View Issue Details

IDProjectCategoryView StatusLast Update
0012942FPCCompilerpublic2009-03-21 13:00
ReporterUdo Giacomozzi Assigned ToJonas Maebe  
PrioritynormalSeveritycrashReproducibilityalways
Status closedResolutionfixed 
Product Version2.2.2 
Target Version2.4.0Fixed in Version2.4.0 
Summary0012942: Segmentation fault on stack overflow even with -Ct !
DescriptionWhen a program causes a stack overflow it raises an "Unknown Run-Time error : 202" exception which can be safely catched, fine.

When the same error happens a second time, the program crashes with Segmentation fault.

See attached test case.

Note stack checking (-Ct) is on!

I guess either the stack gets corrupt on stack overflow or exception handling is buggy.

I'd be glad if there is some workaround for this problem as it occasionally crashes (full program exit!) a multithreaded server application.
Additional InformationI compile the program with:
fpc-2.2.2/bin/ppc386 -Ct stacktest.pp

I get this output on various machines:

---------------------------------------------
Starting single-thread test in about 1 second.
Testing stack, please wait...
Exception after 241664 bytes: Unknown Run-Time error : 202
Testing stack, please wait...
Segmentation fault
---------------------------------------------

gdb is unable to produce a meaningful backtrace:

---------------------------------------------
(gdb) bt
#0 0x08048221 in ?? ()
Cannot access memory at address 0xbf7fffd0
---------------------------------------------

Tested with:
Debian 3.1, Kernel 2.6.8-3-686, AMD Sempron
Debian 4.0, Kernel 2.6.18-6-686-bigmem, AMD Athlon 64 X2
Red Hat Ent. 3 (Taroon), Kernel 2.4.21-4.ELsmp, Intel Xeon
TagsNo tags attached.
Fixed in Revision12528
FPCOldBugId
FPCTarget
Attached Files

Relationships

related to 0006068 closed Stack check error 
parent of 0013105 closedJonas Maebe Max concurrent thread count limited to 383 on Linux 
child of 0012948 closedMichael Van Canneyt Documentation on stack checking should mention that it is not usable in production environments 

Activities

2009-01-08 11:00

 

stacktest.pp (903 bytes)

Jonas Maebe

2009-01-08 11:30

manager   ~0024275

While the program shouldn't crash on the second exception, you should not rely on -Ct to keep your stack usage to a particular limit either. -Ct is only meant to be used to introduce an artificial stack limit in the program to help finding out where your program uses inordinate amounts of stack space. It's not meant (nor usable) as a way to impose a particular stack limit on the program and to ensure it never goes over that (if only because the stack checking code itself also uses stack space).
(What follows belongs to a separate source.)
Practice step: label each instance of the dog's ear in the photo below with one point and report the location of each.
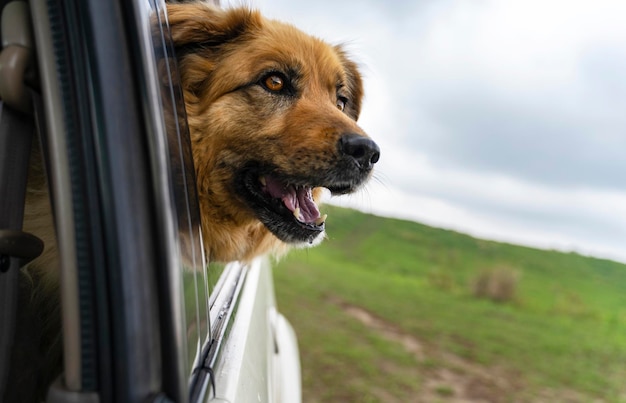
(199, 26)
(353, 82)
(199, 32)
See the related bug report for more information.

It is also very little used in practice and not thoroughly tested on most platforms as far as I know, so I would recommend against using it in production environments.

Udo Giacomozzi

2009-01-08 11:47

reporter   ~0024277

Okay, but compiling without the -Ct switch aborts the program after consuming about slightly more than 8 MB of stack (according to the docs, the stack is only limited by system memory) with a horrible Segmentation fault.

The big problem is that these errors crash the whole process in a multithreading program (not just the thread that caused it). In my case I have a server application that handles external requests and should not crash completely when a handling thread causes any kind of error.
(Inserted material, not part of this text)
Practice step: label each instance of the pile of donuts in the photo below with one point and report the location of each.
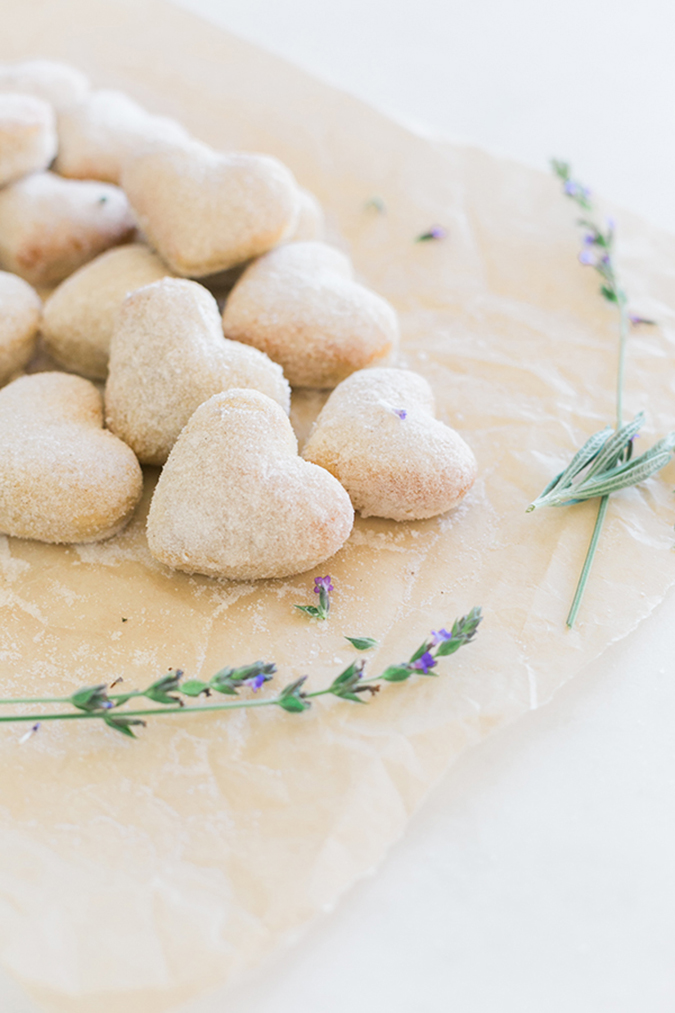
(117, 228)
That application has no stack limit set via -Cs but occasionally causes Stack overflows inside FieldByName(xxx).AsString and my DB fields are never bigger than 32kb. The backtrace just shows 8 function calls (ie. no recursion problem).

What can I do to make such an application run safely?

Also, since the stack is said to be handled by the O/S: shouldn't Freepascal be able to handle such an error via normal exception handling?

Jonas Maebe

2009-01-08 14:06

manager   ~0024281

Last edited: 2009-01-08 14:06

> That application has no stack limit set via -Cs

If you don't set a stack limit using -Cs, the default for the OS is used (for Linux/i386, that default is currently 256kb, which is rather low). However, in case of Linux, this number is only used by the software stack checking inserted when you use -Ct. It is not used to tell the OS to limit the stack size of your program in any way, because it seems that there is simply no possibility to do so by the compiler under Linux (at least I can't find any information about it in the linker's man page).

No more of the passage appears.